Constructing on the TME’s distinctive metabolic options and the dynamics of apoptosis and proliferation, we suggest a novel therapeutic technique that mixes EDT with gene remedy. This method leverages a cascade oxidase-peroxidase system to concurrently induce tumor cell dying and inhibit DNA restore mechanisms, guided by the ideas of apoptosis and proliferation within the TME. Particularly, lactate oxidase (LOx) and CPO are employed to advertise tumor cell apoptosis by way of lactate metabolism, whereas ASO-miR21 inhibits tumor cell proliferation. Mimicking pure multienzyme advanced meeting, we engineered a steady, hyperactive, and spatially ordered enzyme-gene platform (ASO-miR21/DLC-NGs) through a polysaccharide-confined multi-enzyme co-assembly technique coupled with polymerization reinforcement (Scheme 1). Exact management over service dimensions (nanoscale to microscale) and crosslinking density addresses the constraints of standard multienzyme techniques, together with instability and inefficient substrate diffusion.
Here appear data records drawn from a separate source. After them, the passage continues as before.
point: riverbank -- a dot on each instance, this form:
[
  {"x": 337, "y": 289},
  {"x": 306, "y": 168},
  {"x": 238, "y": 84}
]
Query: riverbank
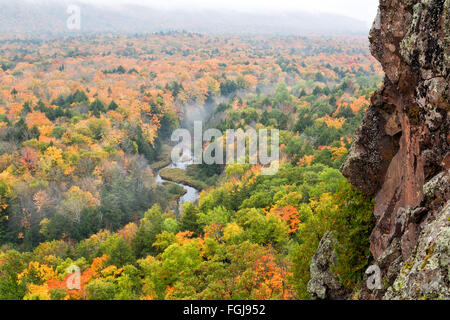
[{"x": 180, "y": 176}]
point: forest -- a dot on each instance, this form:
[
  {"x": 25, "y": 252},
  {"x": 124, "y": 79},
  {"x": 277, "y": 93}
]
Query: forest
[{"x": 85, "y": 127}]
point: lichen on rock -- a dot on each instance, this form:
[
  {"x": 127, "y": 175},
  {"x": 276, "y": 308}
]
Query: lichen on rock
[{"x": 401, "y": 153}]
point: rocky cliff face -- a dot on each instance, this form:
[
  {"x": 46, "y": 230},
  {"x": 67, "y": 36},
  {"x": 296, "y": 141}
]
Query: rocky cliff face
[{"x": 401, "y": 154}]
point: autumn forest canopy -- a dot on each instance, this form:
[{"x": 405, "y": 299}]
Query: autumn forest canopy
[{"x": 85, "y": 127}]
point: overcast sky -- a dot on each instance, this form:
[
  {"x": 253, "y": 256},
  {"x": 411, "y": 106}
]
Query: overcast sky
[{"x": 360, "y": 9}]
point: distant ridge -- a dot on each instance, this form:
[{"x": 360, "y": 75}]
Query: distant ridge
[{"x": 50, "y": 16}]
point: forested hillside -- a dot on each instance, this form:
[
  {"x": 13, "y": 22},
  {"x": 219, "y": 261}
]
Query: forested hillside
[{"x": 85, "y": 125}]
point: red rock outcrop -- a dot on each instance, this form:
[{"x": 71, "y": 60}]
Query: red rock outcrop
[{"x": 401, "y": 154}]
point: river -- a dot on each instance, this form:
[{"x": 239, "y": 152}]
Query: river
[{"x": 192, "y": 194}]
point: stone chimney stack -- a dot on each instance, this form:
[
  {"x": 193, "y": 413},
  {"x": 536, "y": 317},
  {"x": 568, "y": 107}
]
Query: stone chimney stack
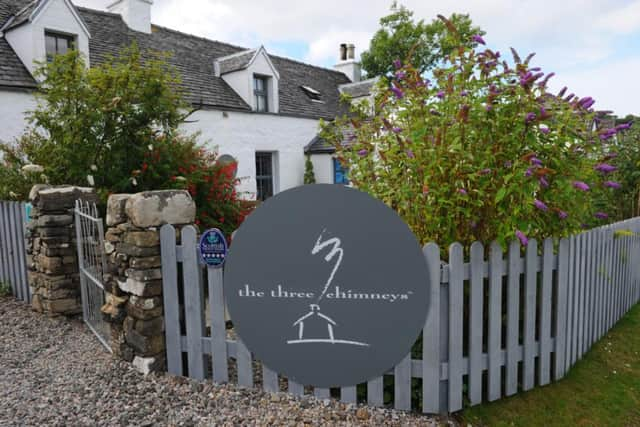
[
  {"x": 347, "y": 63},
  {"x": 136, "y": 13}
]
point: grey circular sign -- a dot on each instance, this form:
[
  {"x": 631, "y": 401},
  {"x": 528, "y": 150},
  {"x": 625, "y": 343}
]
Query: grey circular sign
[{"x": 326, "y": 285}]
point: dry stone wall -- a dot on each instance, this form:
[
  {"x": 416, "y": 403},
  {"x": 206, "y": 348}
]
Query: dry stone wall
[
  {"x": 51, "y": 249},
  {"x": 133, "y": 282}
]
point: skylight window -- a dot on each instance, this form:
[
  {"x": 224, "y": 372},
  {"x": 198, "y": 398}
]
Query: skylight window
[{"x": 312, "y": 93}]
Environment friendly ASO-miR21 loading and transfection had been achieved by way of floor cost modulation. This platform permits coordinated enzyme positioning, optimized transport channels, and managed gene supply, collectively facilitating reactive oxygen species (ROS)-mediated redox stability reversal. Moreover, miR21 downregulation synergistically inhibits tumor proliferation. In the end, this synergistic coupling of gene and metabolic pathways by way of cascade enzyme biocatalytic remedy supplies a promising method for enhanced most cancers therapy.